KogoLab Research & Review

遊ぶように生きる。Vivi kiel Ludi.

日本型の研究費システム

 起きたら朝だった。それも私としてはかなり早い5時台。しまった。日記を書かずにそのまま寝てしまったのだ。

 私の夜のスケジュールはこんなかんじだ。8-9時に子供を風呂に入れる。家族全員で寝る体勢にはいる。子供たちが寝たところで、親二人は起きる。普段はここで日記を書いているわけだが、昨日はそのまま寝てしまったらしい。不覚。

 まあくんも愚一さんも科研費(文部省から出る研究への補助金)が採択されたということで、おめでとうございます。実は私も今年採択された(2年間の計画)。科研費といえば、助手時代に1回受かったきりだったので、10年以上ご無沙汰だった。毎年申請書を書いて、そのたびに不採択通知を受け取るのは、気分が悪いというよりは、「学習性無力感」を催させるほどのものだったが、採択された今だけは素直に喜びたい。

 長谷川さんは、科研費の審査について、審査員や評価を公表すること、また計画が終わったあとの成果の検証をすることが必要だと書いておられるが、正論だと思う。

 今のシステムでは審査員は当該年度が終わったあとに公表されるようだ。とはいえ、誰が審査をしているかは風の噂で耳に入ってくる。噂はかえっていろいろな憶測を呼ぶのであまりよくない。公表できるならしたほうがいい。実際、研究公募をしている財団の中には審査員名を公表しているところがある。

 落選した場合に、その申請がどれくらいの評価だったかを申請者にフィードバックするシステムは去年から稼働している。私は去年落選して、しかしその評価自体は悪くないものだったので、慰められた。すくなくとも、このシステムは「何をどうしてもダメだ」という学習性無力感を避けるために有効に働いているように思う。

 科研費が当たらなかったときには、「通常の個人研究費でなんとかなる」と負け惜しみ気味にいっていた。しかし、これも今年から(実質的には来年から)導入された「個人研究費は(実験系では)1/3に減額、残りの2/3は大学に裁量権を与える」という制度によって成り立たなくなった。まあくんの言われるように、研究費が必要なら周囲を説得して金額を要求していくことが必須になってきた。

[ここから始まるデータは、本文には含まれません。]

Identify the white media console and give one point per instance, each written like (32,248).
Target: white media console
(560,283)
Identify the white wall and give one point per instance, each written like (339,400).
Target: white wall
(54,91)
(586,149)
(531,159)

 研究費のシステムとしてはどんどんアメリカ型に近づいている。あとはオーバーヘッド制だ。この制度は、研究費を獲得してきたら、その何割かを大学に収めるというもので、これによって優秀な(予算を獲得できる)研究者は大学から優遇される。

 日本の国立大学の場合は、科研費をはじめとする研究公募の申請件数や採択件数が、その大学への予算配分に影響するような制度が動き始めそうだ。アメリカと違うのは、予算獲得などの個人の努力が個人にフィードバックされないで、「学部全体でがんばりましょう(なぜなら学部への予算配分に影響されるのだから)」という形に置き換えられるという点だ。少なくとも表面的には「みんなでがんばろうよ」という形に翻訳されるのが面白い。

 日本型の研究費システムがどうなっていき、具体的にどう研究活動に影響していくのか観察していきたい。自分がその渦中にいるわけだが。